Mr Christian Marclay’s artwork The Clock is a mélange. To sit before its screen – currently installed at Tate Modern's Blavatnik Building – is to witness a full 24 hours of cinema history, all told through a maelstrom of rapidly spliced clips drawn from the archives of arthouse, blockbuster, serial and romcom.
Mr Humphrey Bogart attempts to wake a sleeping woman; Mr Christopher Walken narrates the story of a wristwatch once hidden in his rectum; Ms Joan Crawford (as seems right and proper) drinks a cocktail; Mr Harold Lloyd dangles from the face of a department store; and Mr Tobey Maguire is fired from his job delivering pizzas and forced to rely upon his precarious second job as Spider-Man. The residents of Elm Street prepare themselves for bed, yet their inevitable assailant never arrives. “Life all comes down to a few moments,” says a young Mr Charlie Sheen, awaiting his interview on Wall Street. “This is one of them.”
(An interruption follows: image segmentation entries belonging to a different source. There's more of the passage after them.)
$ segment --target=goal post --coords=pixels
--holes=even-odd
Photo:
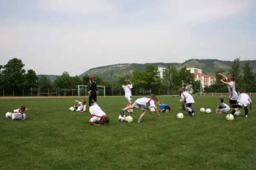
[[[87,85],[78,85],[76,87],[78,88],[78,96],[88,96],[88,90],[89,89]],[[105,96],[106,92],[105,85],[97,85],[98,96]]]

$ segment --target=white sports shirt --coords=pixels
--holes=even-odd
[[[147,98],[146,97],[143,97],[137,99],[135,103],[140,105],[143,105],[147,106],[148,108],[151,107],[156,107],[154,102],[152,99]]]
[[[103,116],[106,115],[106,113],[95,103],[90,108],[89,111],[92,116],[90,119],[91,122],[93,122],[100,121]]]
[[[248,94],[246,93],[242,93],[239,95],[237,102],[239,105],[246,107],[252,102],[252,100]]]
[[[125,91],[125,96],[131,96],[131,89],[132,88],[132,85],[122,85],[122,87]]]
[[[229,94],[229,99],[233,100],[237,100],[238,98],[238,94],[237,92],[236,91],[235,88],[235,84],[236,82],[229,82],[229,85],[227,85],[228,88],[228,93]]]
[[[82,110],[85,111],[85,110],[86,110],[86,105],[83,105],[81,102],[79,102],[78,104],[79,105],[80,105],[80,106],[77,108],[76,111],[80,111]]]
[[[180,95],[181,101],[184,101],[186,103],[194,103],[194,98],[188,92],[183,92]]]
[[[20,109],[14,110],[13,113],[12,115],[12,119],[13,120],[25,120],[26,118],[26,114],[20,112]]]

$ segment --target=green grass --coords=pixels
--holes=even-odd
[[[256,169],[255,109],[248,119],[242,110],[242,116],[227,121],[225,114],[214,113],[217,97],[195,96],[196,116],[183,112],[180,120],[180,99],[159,98],[171,111],[162,118],[147,113],[139,124],[140,109],[134,110],[133,122],[118,122],[124,97],[99,98],[111,117],[111,125],[101,126],[88,124],[88,113],[68,111],[77,99],[0,99],[0,169]],[[21,105],[30,109],[26,120],[5,118]],[[201,107],[213,113],[201,113]]]

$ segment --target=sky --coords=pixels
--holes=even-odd
[[[118,63],[256,60],[255,0],[0,0],[0,65],[79,75]]]

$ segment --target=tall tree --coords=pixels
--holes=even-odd
[[[4,86],[9,87],[22,87],[25,85],[26,71],[21,60],[14,58],[5,65],[2,71],[2,79]]]
[[[181,84],[179,76],[179,72],[175,65],[167,65],[163,75],[163,81],[172,92],[178,88]]]
[[[29,88],[35,88],[37,87],[38,77],[35,72],[33,70],[28,70],[28,72],[26,74],[26,79]]]
[[[194,81],[194,74],[186,69],[186,67],[181,68],[180,71],[179,77],[181,82],[181,85],[185,91],[190,90],[192,85]]]
[[[253,75],[252,68],[249,66],[248,61],[244,62],[244,65],[243,67],[243,69],[244,74],[243,76],[243,86],[244,87],[247,89],[248,92],[250,92],[251,89],[250,89],[255,87],[254,82],[255,76]]]

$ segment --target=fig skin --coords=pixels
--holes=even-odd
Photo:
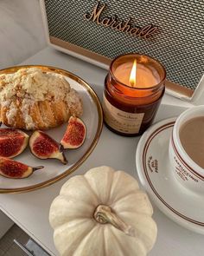
[[[10,179],[24,179],[33,172],[43,168],[42,166],[32,167],[20,161],[6,157],[0,157],[0,175]]]
[[[73,149],[81,147],[86,135],[86,127],[79,117],[71,116],[68,121],[61,145],[65,149]]]
[[[64,150],[59,143],[46,133],[36,130],[29,138],[31,153],[40,159],[54,158],[60,160],[63,164],[67,163]]]
[[[26,148],[28,142],[26,133],[15,128],[0,128],[0,157],[17,156]]]

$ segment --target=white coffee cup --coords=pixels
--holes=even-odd
[[[176,119],[169,141],[169,156],[175,179],[186,188],[195,193],[203,193],[204,168],[201,167],[188,156],[179,136],[181,127],[190,119],[199,116],[204,116],[204,106],[188,108]]]

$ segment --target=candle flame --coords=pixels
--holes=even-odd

The Clock, which premiered in 2010 at London’s White Cube gallery, is built around a simple premise. As billed, Mr Barclay’s film is a functioning timepiece, faithfully tracking an entire day’s worth of time. Yet it is the work’s execution that delights: the day is measured out in clips that all feature either a clock or watch, each of which is precisely synchronised with real time in the gallery. At 10.50am in the Tate, and at 10.50am on-screen, a delightfully hammy Mr Jeremy Irons makes a phone call. We’re in Die Hard With A Vengeance, and Mr Bruce Willis answers the phone. There’s a bomb hidden somewhere in New York City, and if Mr Willis doesn’t meet Mr Irons’s demand of getting Downtown in exactly half an hour’s time, it will detonate. Meanwhile, visitors to the Tate sit safely in the dark of the gallery, cosied up as Mr Marclay’s artwork breezes past the threat of Mr Irons to continue gallivanting through cinema’s back catalogue. Until, of course, we reach 11.20am, at which point we welcome back Mr Willis.